I can't make out what you have written in the photo. But, first of all, for the direction of the moment you have drawn in your original figure, I get +93.33 kNm (in agreement with @CivilSigma) rather than your -93.33. For the shear force, I get the following:

$V=-1.25x^2+27$ for (0<x<2)
$V=1.25x^2-15x+47$ for (2<x<6)
I integrate to get the moment variation $$M=93.33-\int_0^x{V(x')dx'}$$
This gives me:
$M=93.33-27x+\frac{1.25x^3}{3}$ for (0<x<2)
$M=110-47x+7.5x^2-\frac{1.25x^3}{3}$ for (2<x<6)

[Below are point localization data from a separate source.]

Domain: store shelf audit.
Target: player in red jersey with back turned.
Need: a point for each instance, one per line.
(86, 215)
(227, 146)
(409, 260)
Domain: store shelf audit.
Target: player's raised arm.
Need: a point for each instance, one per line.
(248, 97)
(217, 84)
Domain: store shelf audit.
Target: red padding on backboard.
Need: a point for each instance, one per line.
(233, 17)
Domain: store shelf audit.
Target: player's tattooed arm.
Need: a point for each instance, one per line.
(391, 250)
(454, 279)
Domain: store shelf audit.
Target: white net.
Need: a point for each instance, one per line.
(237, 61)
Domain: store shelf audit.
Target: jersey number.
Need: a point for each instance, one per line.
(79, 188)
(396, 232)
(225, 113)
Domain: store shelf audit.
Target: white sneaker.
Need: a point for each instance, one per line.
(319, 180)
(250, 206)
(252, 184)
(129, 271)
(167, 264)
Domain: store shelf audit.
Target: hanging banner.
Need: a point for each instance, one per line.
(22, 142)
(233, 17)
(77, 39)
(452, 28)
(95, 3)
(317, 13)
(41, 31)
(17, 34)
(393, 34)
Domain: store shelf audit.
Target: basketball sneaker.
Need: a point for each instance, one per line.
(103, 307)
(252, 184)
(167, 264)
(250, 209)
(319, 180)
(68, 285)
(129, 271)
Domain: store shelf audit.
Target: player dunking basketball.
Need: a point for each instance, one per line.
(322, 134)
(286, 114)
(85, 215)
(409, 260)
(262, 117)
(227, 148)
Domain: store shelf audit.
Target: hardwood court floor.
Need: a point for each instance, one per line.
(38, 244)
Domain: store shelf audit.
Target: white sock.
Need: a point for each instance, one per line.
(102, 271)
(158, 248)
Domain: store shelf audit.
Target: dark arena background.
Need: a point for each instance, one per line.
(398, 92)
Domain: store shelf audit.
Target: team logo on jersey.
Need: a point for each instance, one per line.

This gives values for M of 42.67 kNm at x = 2 and 8 kNm at x = 6

and how do you get $M=110-47x+7.5x^2-\frac{1.25x^3}{3}$ for (2<x<6) ? By integrating $V=1.25x^2-15x+47$ for (2<x<6) , i gt $M=0.42x^3-7.5x^2+47x$ for (2<x<6)...

 

[Chestermiller]

For the distributed loading, I got

$w=2.5x$ for (0<x<2)
$w=2.5(6-x)=15-2.5x$ for (2<x<6)

For the shear force, I integrated $$\frac{dV}{dx}=-w(x)$$subject to the initial condition V(0)=27

For the moment, I integrated $$\frac{dM}{dx}=-V (x)$$ subject to the initial condition M(0)=93.33

 

[dss975599]

For the distributed loading, I got

$w=2.5x$ for (0<x<2)
$w=2.5(6-x)=15-2.5x$ for (2<x<6)

For the shear force, I integrated $$\frac{dV}{dx}=-w(x)$$subject to the initial condition V(0)=27

For the moment, I integrated $$\frac{dM}{dx}=-V (x)$$ subject to the initial condition M(0)=93.33

how do you get 2.5(6-x) ? I don't understand

 

[Chestermiller]

how do you get 2.5(6-x) ? I don't understand

What is the equation for the straight line passing through the points (2,10) and (6,0)?